L'Arezzo sfonda il muro difensivo di un Rimini "grigio": decide Pattarello (1-0). Troise: "Mancata cattiveria"
Arezzo vincente 1-0 a spese del Rimini, nella prima giornata di ritorno
L’Arezzo inizia il 2024 con tre punti, il Rimini con la terza sconfitta consecutiva. Decide un gol di Pattarello al 71′, a coronamento di una buona prestazione personale. L’Arezzo ha meritato la vittoria: la squadra di casa è stata più brillante, nonostante 4 titolari fuori, tra cui i tre centrocampisti titolari. Indiani, nell’emergenza, ha schierato un Arezzo più offensivo, con il 4-2-3-1, mentre il Rimini si è presentato con il 4-3-3, con Delcarro preferito a Lombardi e Cernigoi, Iacoponi avanzato nel tridente offensivo.
La squadra biancorossa ha mostrato la consueta solidità difensiva, concedendo agli aretini solo tentativi da fuori area, sventati brillantemente da Colombi, il migliore dei suoi assieme alla coppia difensiva Pietrangeli-Gigli.
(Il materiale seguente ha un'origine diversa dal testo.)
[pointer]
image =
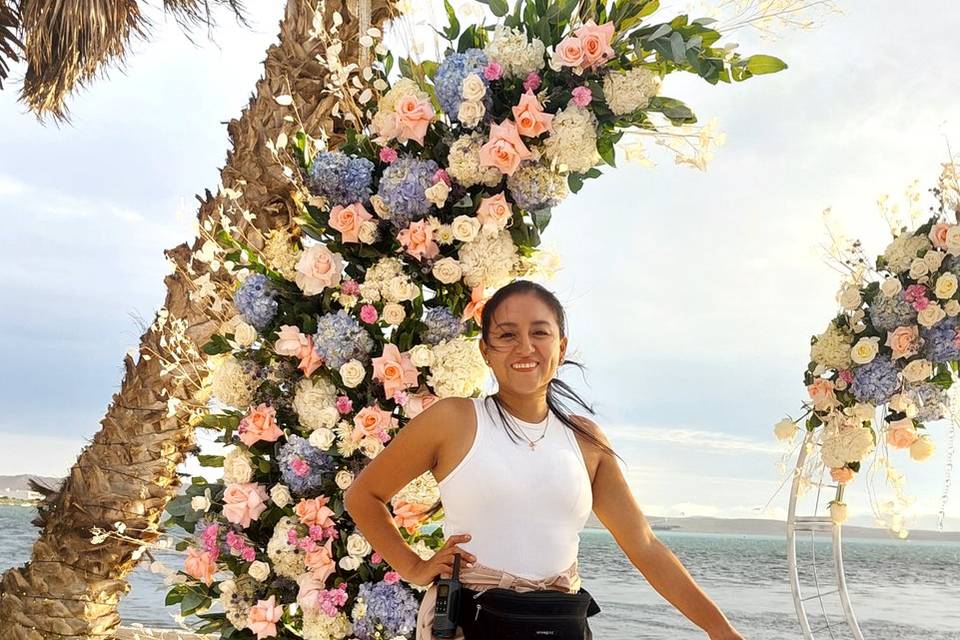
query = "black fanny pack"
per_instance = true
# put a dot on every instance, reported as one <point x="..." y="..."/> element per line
<point x="505" y="614"/>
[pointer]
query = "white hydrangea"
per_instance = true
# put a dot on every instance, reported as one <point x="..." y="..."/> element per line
<point x="230" y="384"/>
<point x="627" y="91"/>
<point x="572" y="145"/>
<point x="313" y="400"/>
<point x="841" y="446"/>
<point x="282" y="554"/>
<point x="489" y="260"/>
<point x="515" y="54"/>
<point x="901" y="253"/>
<point x="464" y="162"/>
<point x="458" y="368"/>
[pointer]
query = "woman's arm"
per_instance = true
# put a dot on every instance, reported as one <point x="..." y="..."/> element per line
<point x="617" y="509"/>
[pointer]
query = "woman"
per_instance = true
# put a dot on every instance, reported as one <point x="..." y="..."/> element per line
<point x="518" y="476"/>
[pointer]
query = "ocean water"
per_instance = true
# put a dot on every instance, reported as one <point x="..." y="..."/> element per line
<point x="900" y="590"/>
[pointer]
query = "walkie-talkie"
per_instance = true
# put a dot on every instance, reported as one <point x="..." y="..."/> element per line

Ma il filtro di centrocampo non è stato brillante e la produzione offensiva del Rimini è stata scarna: nel primo tempo un tiro debole di Morra all’11, nella ripresa, all’81’, un destro di Ubaldi che ha chiamato Trombini alla deviazione in corner. Poi c’è stato un destro di Morra, nel primo tempo, a lato.
A rompere gli equilibri, al 71′, è stata così la pennellata di Guccione, la sponda di Gucci e il colpo di testa vincente di Pattarello: l’Arezzo è riuscito a infrangere il muro difensivo avversario e nel finale ha gestito senza troppi affanni il forcing improduttivo del Rimini. A preoccupare di più – al di là delle poche occasioni create – è stato proprio questo aspetto: la squadra è apparsa senza la giusta determinazione: bisogna rimboccarsi le maniche e tornare a lottare con il coltello tra i denti. “Dobbiamo lavorare, dobbiamo capire che bisogna cambiare qualcosa. La squadra è fragile sotto il profilo della lucidità”, evidenzia l’allenatore del Rimini Emanuele Troise in conferenza stampa.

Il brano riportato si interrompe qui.